0

I'm trying to create a php counter, and in order not to count repeated visits from the same visitor, I've been thinking about saving the visitor's IP address into the database, and I should turn to $_SERVER

I've read this sample funtion by @Dusza that seems nice and convenient:

<?php
function get_IP() {

// ADDRESS IP
   if     (getenv('HTTP_CLIENT_IP'))       $ipaddress = getenv('HTTP_CLIENT_IP');
   else if(getenv('HTTP_X_FORWARDED_FOR')) $ipaddress = getenv('HTTP_X_FORWARDED_FOR');
   else if(getenv('HTTP_X_FORWARDED'))     $ipaddress = getenv('HTTP_X_FORWARDED');
   else if(getenv('HTTP_FORWARDED_FOR'))   $ipaddress = getenv('HTTP_FORWARDED_FOR');
   else if(getenv('HTTP_FORWARDED'))       $ipaddress = getenv('HTTP_FORWARDED');
   else if(getenv('REMOTE_ADDR'))          $ipaddress = getenv('REMOTE_ADDR');
   else                                    $ipaddress = 'UNKNOWN';
//return $ipaddress;
    }
?>

But I've done some research here, and found that there's a security hole in that because the user can spoof all values except REMOTE_ADDR, which can be modified by a proxy.

So I guess that when they say that there's a security hole, it means that I should sanitize the user's input when I insert it into the database doing some bindings.

Is there any other precaution?

Given that all other values are unreliable I should avoid using them altogether?

But what about the un-spoffing value of REMOTE_ADDR? That can be modified by a proxy.

Any suggestions on what path should I take?

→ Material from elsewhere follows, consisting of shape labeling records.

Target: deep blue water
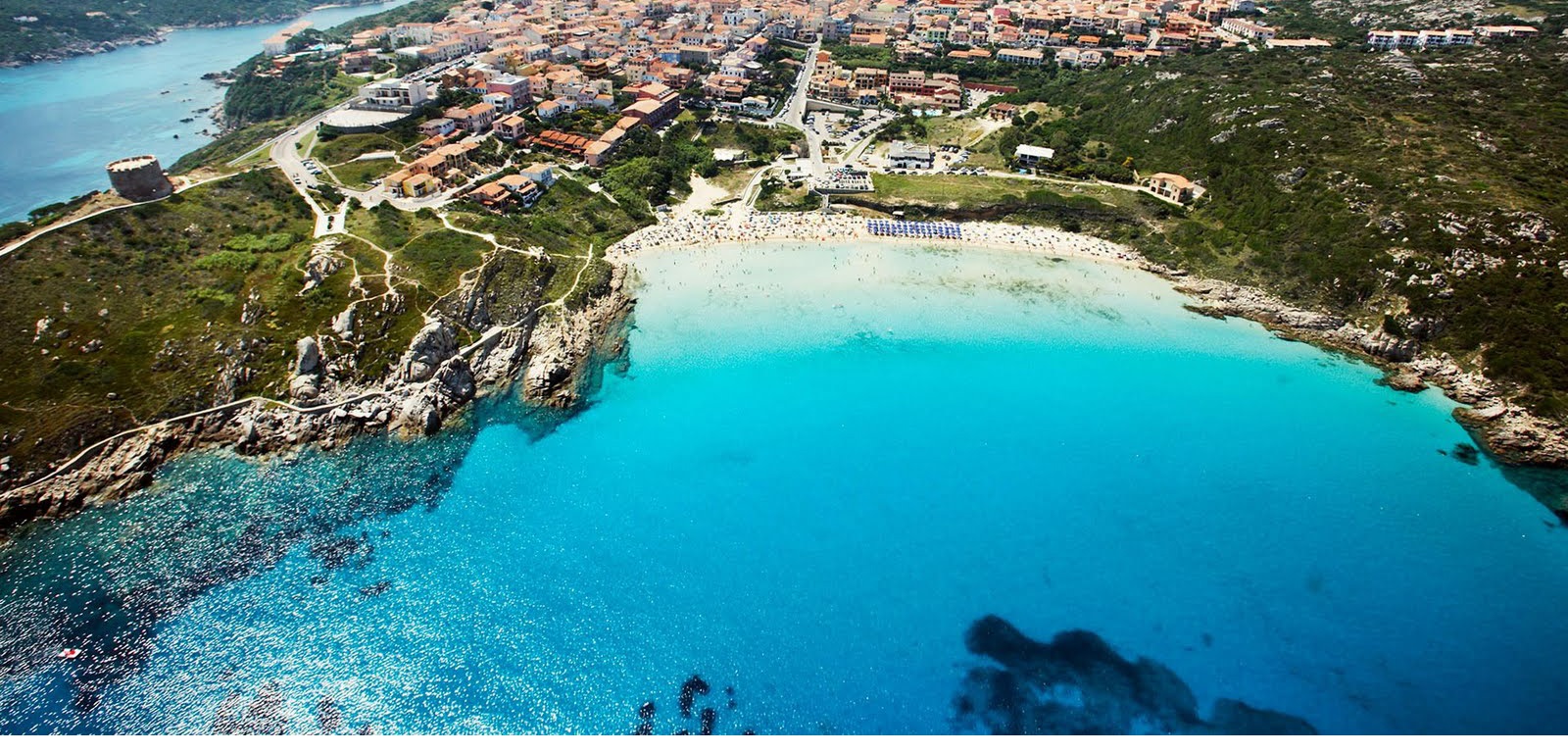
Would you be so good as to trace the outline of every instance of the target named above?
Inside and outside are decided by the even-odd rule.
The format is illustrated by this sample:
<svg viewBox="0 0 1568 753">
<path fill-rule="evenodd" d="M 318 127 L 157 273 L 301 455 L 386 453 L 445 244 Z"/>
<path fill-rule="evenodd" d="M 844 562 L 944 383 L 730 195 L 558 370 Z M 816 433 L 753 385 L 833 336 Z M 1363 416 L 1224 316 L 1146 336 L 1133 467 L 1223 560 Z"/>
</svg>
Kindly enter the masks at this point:
<svg viewBox="0 0 1568 753">
<path fill-rule="evenodd" d="M 503 398 L 431 441 L 188 457 L 0 552 L 0 729 L 629 733 L 654 700 L 666 734 L 696 673 L 720 733 L 944 733 L 994 613 L 1204 712 L 1568 731 L 1568 530 L 1439 452 L 1468 436 L 1438 394 L 1120 267 L 638 267 L 629 361 L 560 425 Z"/>
<path fill-rule="evenodd" d="M 331 28 L 411 0 L 326 8 L 303 16 Z M 0 69 L 0 223 L 39 206 L 107 190 L 103 165 L 154 154 L 165 168 L 212 143 L 201 108 L 221 108 L 223 88 L 202 74 L 227 71 L 262 52 L 293 24 L 171 31 L 163 44 Z M 168 94 L 165 94 L 165 91 Z M 194 118 L 191 122 L 180 122 Z M 176 138 L 179 136 L 179 138 Z"/>
</svg>

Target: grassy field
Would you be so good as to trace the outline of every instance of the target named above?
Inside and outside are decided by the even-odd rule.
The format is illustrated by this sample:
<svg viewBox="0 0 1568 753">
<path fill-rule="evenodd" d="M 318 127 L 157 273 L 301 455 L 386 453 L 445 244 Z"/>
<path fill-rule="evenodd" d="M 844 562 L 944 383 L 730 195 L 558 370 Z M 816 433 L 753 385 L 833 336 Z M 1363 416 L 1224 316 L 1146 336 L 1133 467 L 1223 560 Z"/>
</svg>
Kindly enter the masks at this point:
<svg viewBox="0 0 1568 753">
<path fill-rule="evenodd" d="M 458 276 L 478 267 L 491 245 L 455 231 L 433 231 L 411 238 L 392 254 L 398 275 L 416 278 L 437 295 L 450 292 Z"/>
<path fill-rule="evenodd" d="M 886 199 L 917 201 L 953 209 L 972 209 L 1005 201 L 1008 196 L 1022 199 L 1036 187 L 1019 177 L 975 176 L 872 176 L 875 196 Z"/>
<path fill-rule="evenodd" d="M 368 188 L 370 180 L 386 177 L 397 169 L 397 160 L 354 160 L 337 165 L 332 174 L 350 188 Z"/>
<path fill-rule="evenodd" d="M 759 212 L 811 212 L 822 207 L 822 199 L 812 196 L 804 182 L 792 185 L 768 177 L 757 191 L 756 207 Z"/>
<path fill-rule="evenodd" d="M 0 260 L 0 452 L 36 469 L 135 424 L 282 394 L 295 339 L 351 296 L 347 275 L 301 295 L 312 224 L 276 173 L 245 173 Z M 240 364 L 254 376 L 224 384 Z"/>
<path fill-rule="evenodd" d="M 1055 174 L 1178 173 L 1204 198 L 1174 209 L 1124 193 L 1129 206 L 1041 182 L 1051 196 L 1019 202 L 1016 182 L 878 176 L 869 201 L 1109 234 L 1165 264 L 1416 334 L 1563 417 L 1563 60 L 1568 39 L 1549 35 L 1408 55 L 1231 50 L 1043 71 L 1004 100 L 1049 102 L 1052 116 L 1010 124 L 977 151 L 1049 146 Z"/>
</svg>

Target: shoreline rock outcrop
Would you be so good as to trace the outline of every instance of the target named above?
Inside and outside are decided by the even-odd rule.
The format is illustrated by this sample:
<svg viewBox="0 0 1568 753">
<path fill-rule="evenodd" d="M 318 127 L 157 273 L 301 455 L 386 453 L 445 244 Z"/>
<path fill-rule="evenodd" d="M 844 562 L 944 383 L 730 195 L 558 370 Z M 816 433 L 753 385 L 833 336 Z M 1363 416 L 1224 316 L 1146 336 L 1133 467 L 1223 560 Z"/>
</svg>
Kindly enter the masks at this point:
<svg viewBox="0 0 1568 753">
<path fill-rule="evenodd" d="M 1178 292 L 1196 303 L 1187 309 L 1209 317 L 1240 317 L 1258 322 L 1276 336 L 1347 353 L 1385 370 L 1385 384 L 1419 392 L 1427 384 L 1468 408 L 1457 408 L 1455 419 L 1486 452 L 1505 464 L 1568 469 L 1568 427 L 1535 416 L 1515 403 L 1513 391 L 1485 375 L 1460 366 L 1446 353 L 1424 353 L 1417 340 L 1386 331 L 1369 331 L 1355 323 L 1292 306 L 1262 290 L 1218 279 L 1187 278 L 1167 267 L 1148 264 Z"/>
<path fill-rule="evenodd" d="M 227 447 L 265 457 L 307 444 L 339 447 L 361 435 L 428 436 L 477 398 L 517 380 L 525 402 L 572 408 L 596 389 L 607 356 L 622 351 L 632 307 L 622 287 L 624 271 L 615 267 L 610 292 L 583 311 L 543 320 L 530 314 L 466 348 L 455 325 L 431 318 L 378 384 L 334 381 L 317 339 L 303 337 L 290 380 L 296 405 L 252 397 L 116 435 L 52 475 L 0 494 L 0 543 L 30 521 L 119 500 L 190 450 Z"/>
</svg>

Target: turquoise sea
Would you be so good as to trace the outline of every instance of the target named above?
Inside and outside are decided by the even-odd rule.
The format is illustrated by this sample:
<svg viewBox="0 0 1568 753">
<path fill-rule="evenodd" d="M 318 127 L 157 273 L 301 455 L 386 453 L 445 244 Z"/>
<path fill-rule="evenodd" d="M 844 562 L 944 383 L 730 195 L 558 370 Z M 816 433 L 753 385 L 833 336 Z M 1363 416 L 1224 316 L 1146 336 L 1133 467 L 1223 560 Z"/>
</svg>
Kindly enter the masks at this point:
<svg viewBox="0 0 1568 753">
<path fill-rule="evenodd" d="M 411 0 L 326 8 L 303 16 L 331 28 Z M 262 52 L 262 41 L 293 24 L 171 31 L 163 44 L 0 69 L 0 223 L 34 207 L 108 190 L 103 166 L 154 154 L 165 168 L 212 143 L 202 108 L 223 108 L 223 72 Z M 180 122 L 191 118 L 191 122 Z"/>
<path fill-rule="evenodd" d="M 0 731 L 629 734 L 649 701 L 654 734 L 966 731 L 997 615 L 1149 657 L 1203 714 L 1568 733 L 1568 530 L 1455 458 L 1435 392 L 1115 265 L 637 268 L 575 416 L 191 455 L 0 551 Z"/>
</svg>

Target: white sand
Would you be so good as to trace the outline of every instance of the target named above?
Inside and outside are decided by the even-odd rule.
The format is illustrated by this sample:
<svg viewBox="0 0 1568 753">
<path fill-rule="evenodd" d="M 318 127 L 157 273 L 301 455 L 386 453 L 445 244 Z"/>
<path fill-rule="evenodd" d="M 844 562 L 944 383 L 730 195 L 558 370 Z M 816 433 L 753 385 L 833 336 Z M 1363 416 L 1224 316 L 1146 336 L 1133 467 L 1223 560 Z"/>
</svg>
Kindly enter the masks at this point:
<svg viewBox="0 0 1568 753">
<path fill-rule="evenodd" d="M 695 188 L 695 185 L 693 185 Z M 1143 257 L 1109 240 L 1091 238 L 1049 227 L 1025 227 L 1004 223 L 956 223 L 961 240 L 906 238 L 872 235 L 864 216 L 820 213 L 746 213 L 726 216 L 687 215 L 643 227 L 607 249 L 613 260 L 629 260 L 640 253 L 657 249 L 704 248 L 715 243 L 746 243 L 773 240 L 873 240 L 919 243 L 922 246 L 986 246 L 1030 251 L 1049 256 L 1071 256 L 1124 265 L 1138 265 Z"/>
</svg>

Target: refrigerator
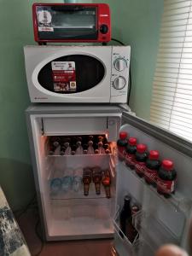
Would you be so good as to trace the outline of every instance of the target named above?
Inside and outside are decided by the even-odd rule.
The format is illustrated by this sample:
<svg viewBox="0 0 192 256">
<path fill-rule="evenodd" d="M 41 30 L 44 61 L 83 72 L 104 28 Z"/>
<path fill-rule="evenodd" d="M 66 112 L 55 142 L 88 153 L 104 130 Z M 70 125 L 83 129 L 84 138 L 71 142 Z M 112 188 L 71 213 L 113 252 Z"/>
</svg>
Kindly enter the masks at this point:
<svg viewBox="0 0 192 256">
<path fill-rule="evenodd" d="M 192 144 L 139 119 L 125 104 L 32 104 L 26 111 L 32 167 L 41 224 L 46 241 L 113 238 L 119 255 L 154 255 L 162 244 L 175 243 L 189 250 L 192 207 Z M 157 193 L 125 160 L 118 158 L 119 131 L 137 137 L 148 150 L 156 149 L 160 160 L 171 159 L 177 173 L 176 191 L 170 198 Z M 49 155 L 49 138 L 53 136 L 103 134 L 110 143 L 110 154 Z M 51 190 L 51 180 L 78 168 L 109 170 L 111 197 L 94 183 L 89 195 L 83 184 L 78 191 Z M 68 171 L 71 170 L 71 171 Z M 120 236 L 119 212 L 125 195 L 139 206 L 133 224 L 139 236 L 132 243 Z M 122 234 L 121 234 L 122 235 Z"/>
</svg>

If you want to downvote, or vote the question to be closed or deleted, please leave me a comment about why, so I can improve my questions. Thanks.

Rosamunda
  • 14,620
  • 10
  • 40
  • 70
  • `REMOTE_ADDR` is where the request is being sent back to. The other addresses can be forged. You should be binding all values being written to the DB anyway. – user3783243 May 22 '18 at 12:59
  • "Given that all other values are unreliable I should avoid using them altogether?" — That's a matter of opinion and really depends on how reliable you need the data to be in the first place. – Quentin May 22 '18 at 12:59
  • 1
    `HTTP_X_FORWARDED_FOR` should only be trusted if it comes from a trusted source, like a load balancer or other proxy **in your control**. – ceejayoz May 22 '18 at 13:03
  • We use an AWS load balancer so **if the `REMOTE_ADDR` is the IP of that load balancer** then `HTTP_X_FORWARDED_*` can be trusted. (That's what we do anyway) – apokryfos May 22 '18 at 13:06
  • By the way IP based visitor counter is a terrible idea for other reasons – apokryfos May 22 '18 at 13:09
  • @apokryfos what other method would you use? – Rosamunda May 22 '18 at 13:10
  • 1
    Google analytics which in turn uses tracking cookies. Or roll your own kind of tracking cookies – apokryfos May 22 '18 at 13:11
  • That sounds like a very good idea, actually. :) But why using an IP based visitor counter is *terrible*? – Rosamunda May 22 '18 at 13:13
  • 1
    Main concern with IP is that if I'm on a train and visit your page on my phone then each time I hope cell area I get a new IP. A single session can result in 4-5 different IP visits. Now of course how much this affects you depends on how much of your traffic will be mobile network users on the move or people hopping from wifi hotspot to wifi hotspot, but nowadays I think it's a big enough concern to warrant an alternative. – apokryfos May 22 '18 at 13:15
  • Thank you for the explanation :) And you're right, that's an actual concern. – Rosamunda May 22 '18 at 13:25
  • 1
    In a nutshell: IPs aren't as useful as many developers think. IPs are an implementation detail of a data transport mechanism. They don't identify users, machines or people and have no guarantee to be unique nor stable. They're useful up to the level of DoS/firewall/fail2ban protection, they're rarely useful at the application layer. – deceze May 22 '18 at 13:42

1 Answers1

4

REMOTE_ADDR is the IP address established through a 3-way TCP/IP handshake. It is the IP the response will be sent back to. It is the only thing that your server has verified. Everything else is just arbitrary HTTP headers anyone could set.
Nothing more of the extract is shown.